At the end of September, the growth rates of total assets, loans and deposits were + 9.2%, + 9.9% and + 11.6%, respectively, compared with-0.9pct, + 0.6pct and + 0.9pct at the end of June. 23Q3's new loans came from public-to-public business, and the size of retail and bills at the end of September was lower than that at the end of June. The fixed deposit trend is still significant, with demand deposits accounting for 34.9% at the end of September, which is higher than that at the end of June-2.1pct. The net interest income of Q1-Q3 is + 1.09% year-on-year, which is higher than that of 23H1+1.9pct, mainly due to the steady growth of interest-bearing assets and the easing of pressure on narrowing interest spreads. The net interest margin (public value) of January-September is 1.94%, which is higher than that of January-June-1bp. We estimate that the cost of Q3 debt is slightly lower than the previous month, or because the proportion of interbank debt is relatively high, the cost of debt can benefit from the reduction in MLF more quickly.

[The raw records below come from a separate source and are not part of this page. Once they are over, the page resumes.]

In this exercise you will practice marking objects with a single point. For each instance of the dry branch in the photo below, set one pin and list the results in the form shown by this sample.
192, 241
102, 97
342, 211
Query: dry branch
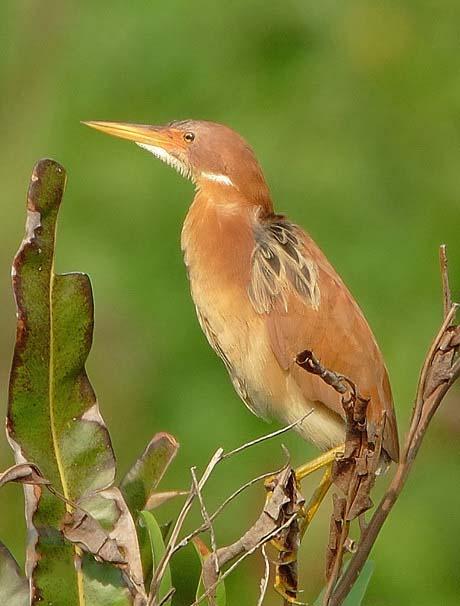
440, 370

Middle income growth is under pressure, other non-interest fluctuations

The intermediate business income from January to September is-30.4% compared with the same period last year, which is faster than that of 0.1pct from January to June. The middle income is still under pressure, mainly due to the decline in the scale of old wealth management products and fluctuations in the capital market.

From January to September, other non-interest income was-2.6% compared with the same period last year, mainly due to the correction in the valuation of transactional financial assets under market interest rate fluctuations, and the fair value change profit and loss subject changed to floating losses. In addition, tax-free income such as interest income from Q1-Q3 treasury bonds increased, or increased the allocation of interest-rate debt with low capital occupancy. The cost-to-income ratio from January to September is 27.9%, compared with the same period last year + 1.6pct, or due to increased investment in strategic key areas such as digital construction, business transformation, brand and customer infrastructure.

Hidden risk indicators fluctuate and credit costs rise

At the end of September, the non-performing loan ratio and provision coverage rate were 1.07% and 238% respectively, which were higher than those of-1bp and-8pct at the end of June. The company further confirmed the asset quality, taking the initiative to reduce some non-overdue risk projects to the concern category, which accounted for 1.53% of the upside 0.18pct at the end of September. It is estimated that the annualized bad generation rate of 23Q3 is 1.05%, which is higher than that of Q2+0.11pct. It is estimated that the credit cost of Q3 is 0.20%, compared with the same period of last year + 0.23pct. The asset quality of the company's real estate and government financing platform business tends to be stable, and the credit card asset quality is under pressure, but the forward-looking indicators have improved. At the end of September, the company's capital adequacy ratio and core tier one capital adequacy ratio were 13.78% and 9.47% respectively, with a month-on-month ratio of + 0.13pct and + 0.18pct.

Risk hint: the economic repair is not as strong as expected, and the deterioration of asset quality is higher than expected.

The translation is provided by third-party software.